Лав - из - Таня Малярчук
Шрифт:
Интервал:
Закладка:
Вот она – любовь? Антонине Васильевне становится как-то неприятно. Она совсем не так себе это представляла. Совсем не так. Любовь должна была прийти иначе. Любовь – это не Боря.
Или все-таки Боря?
Антонина Васильевна искоса посматривает на Борю, а тот сияет в ответ. Ужасно глупо. Борины губы кажутся Антонине Васильевне слишком, до непристойности пухлыми. Она представляет эти губы на себе, на своих губах, и горло сводят спазмы отвращения.
Все влюбленные люди выглядят глупо, думает Антонина Васильевна.
– Мы можем поговорить о путешествиях, – неуверенно предлагает Боря.
Первый этаж.
– Я, знаете ли, учитель географии.
– Знаю.
– Я много где хотел бы побывать. Например, в Буэнос-Айресе. А вы?
Они выходят из школы. Еще пять ступенек крыльца – и они попрощаются. Антонина Васильевна пойдет направо, Боря – налево.
И тут Антонина Васильевна замечает их.

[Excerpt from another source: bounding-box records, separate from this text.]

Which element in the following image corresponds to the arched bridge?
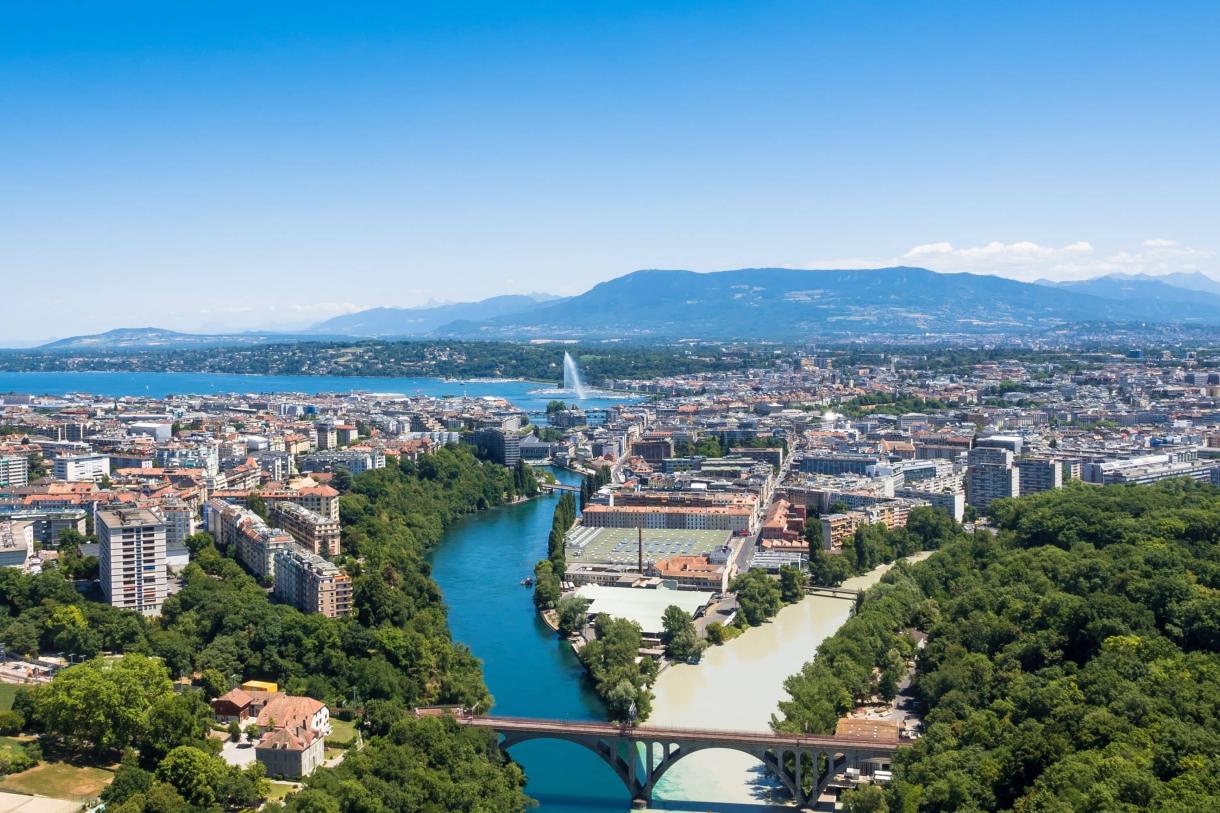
[538,482,581,494]
[455,714,899,807]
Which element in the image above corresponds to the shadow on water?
[431,470,793,813]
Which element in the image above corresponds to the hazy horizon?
[0,1,1220,334]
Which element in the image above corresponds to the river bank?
[429,461,936,813]
[644,552,931,813]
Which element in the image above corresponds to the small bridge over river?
[454,712,899,808]
[805,585,864,602]
[538,482,581,494]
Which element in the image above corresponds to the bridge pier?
[458,717,898,809]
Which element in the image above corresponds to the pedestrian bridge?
[454,713,899,807]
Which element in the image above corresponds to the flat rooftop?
[576,585,711,636]
[98,508,163,527]
[566,526,732,565]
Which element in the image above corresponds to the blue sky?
[0,0,1220,339]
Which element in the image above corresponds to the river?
[431,470,922,813]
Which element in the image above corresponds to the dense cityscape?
[0,348,1220,811]
[0,0,1220,813]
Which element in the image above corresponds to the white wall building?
[96,508,168,614]
[55,454,110,482]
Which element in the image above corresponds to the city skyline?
[0,2,1220,334]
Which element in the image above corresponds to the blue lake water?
[432,470,631,813]
[0,372,760,813]
[0,372,622,411]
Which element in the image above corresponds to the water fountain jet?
[564,352,588,400]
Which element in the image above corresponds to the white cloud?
[899,238,1214,281]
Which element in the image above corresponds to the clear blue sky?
[0,0,1220,339]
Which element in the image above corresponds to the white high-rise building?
[96,508,168,615]
[55,454,110,482]
[0,454,29,486]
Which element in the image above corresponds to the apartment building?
[470,428,521,466]
[1016,458,1064,494]
[0,454,29,486]
[299,449,386,475]
[95,508,168,615]
[54,454,110,482]
[206,498,294,581]
[966,447,1021,510]
[267,499,339,557]
[212,486,339,522]
[0,519,34,569]
[275,544,351,618]
[581,505,756,536]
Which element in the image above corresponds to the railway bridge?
[455,713,899,808]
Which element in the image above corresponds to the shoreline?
[641,551,935,813]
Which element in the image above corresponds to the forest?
[773,481,1220,813]
[0,447,527,813]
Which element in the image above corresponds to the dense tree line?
[580,614,658,723]
[775,481,1220,813]
[534,491,576,609]
[0,447,527,813]
[805,505,958,587]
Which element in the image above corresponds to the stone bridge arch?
[490,729,874,807]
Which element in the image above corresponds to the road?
[455,715,900,752]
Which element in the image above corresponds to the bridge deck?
[456,715,900,751]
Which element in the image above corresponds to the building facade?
[95,508,168,615]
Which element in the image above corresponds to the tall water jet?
[564,352,588,400]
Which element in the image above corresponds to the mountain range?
[306,293,562,337]
[16,266,1220,350]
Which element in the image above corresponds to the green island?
[772,481,1220,813]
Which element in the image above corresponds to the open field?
[0,762,115,802]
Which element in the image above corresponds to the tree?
[730,570,783,626]
[534,559,561,609]
[156,746,228,807]
[558,593,592,637]
[142,692,212,763]
[331,466,351,494]
[35,654,171,751]
[187,531,216,557]
[101,753,153,807]
[661,604,703,662]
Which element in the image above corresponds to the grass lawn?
[0,762,115,802]
[267,781,296,802]
[326,717,356,745]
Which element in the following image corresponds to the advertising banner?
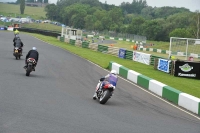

Воронья пара на дереве в школьном дворе. Смотрят прямо на нее. С интересом раскрыли рты. С каким-то неестественным, потусторонним интересом.
Антонина Васильевна замирает.
Главное – выдержать взгляд, почему-то думает она. И вдруг – заплетается ногой за ногу и – летит по ступенькам вниз.
Страшная боль пронзает все тело. В глазах темнеет.
– Антонина Васильевна! – слышит она над собой. – Антонина Васильевна! С вами все в порядке?!
Раскрывает глаза и видит над собой встревоженного Борю, его пухлые губы, видит любовь во всей своей красе, любовь, от которой никуда не спрячешься.
– Не трогайте меня! – изо всех сил кричит Антонина Васильевна. – Не трогайте меня!!!
Она кричит так, что из школы сбегаются учителя и ученики, обступают Антонину Васильевну, а она лежит на асфальте, не в состоянии подняться.
– Антонина Васильевна, – Боря нежно берет ее за руку, – что у вас болит, скажите мне! Где больно?
У Антонины Васильевны вздувается на шее жилка – от гнева и ненависти.
– У нее болевой шок, – говорит Боря. – Расступитесь. Вызовите «скорую». Антонина Васильевна, – это уже к ней, – сейчас приедет «скорая». Не шевелитесь.
Антонина Васильевна вырывает у Бори свою руку. Открывает рот и вопит так, как никогда ни до, ни после:
– Убирайтесь вы в з-з-задницу! Сгиньте! Убирайтесь в Буэнос-Айрес!
* * *
Надя появляется точно по графику. На этот раз она ведет себя сдержанно, давая понять, что до сих пор еще обижена и рассчитывает на заслуженные просьбы о прощении.
– Ты, Надежда, меня извини, – говорит Антонина Васильевна, – я повела себя некрасиво. Не стоило идти на дискотеку в старых сапогах.
– Да, вела ты себя нехорошо, – Надя заглядывает в холодильник и в мусорное ведро. – Но извинения принимаются. На то и существуют подруги, чтобы все прощать.
– Как Константин Константинович?
– Ха-ра-шо. Занимательный мущина. Веселый.
Антонина Васильевна тихонько напевает: «Надежда – мой компас земной».
– Антонина, ты выглядишь что-то устало, – говорит Надя.
– Плохо сплю в последнее время. Со мною так всегда в начале зимы.
– Не понимаю, как бессонница связана с зимой. Принимай таблетки. Я уже пять лет их принимаю. Сплю, как хорек.
– Боюсь. Мне кажется, что от таблеток сон нездоровый.
– Нормальный сон! Шо ты такое говоришь?!
Надя наконец усаживается в кресло у окна.
– У тебя че, отопление о сю пору не включили?!
– Не включили.
– Безобразие! Антонина! Жаловаться нужно!
– Не хочу портить себе нервы.
– Так и воспаление легких можно схватить!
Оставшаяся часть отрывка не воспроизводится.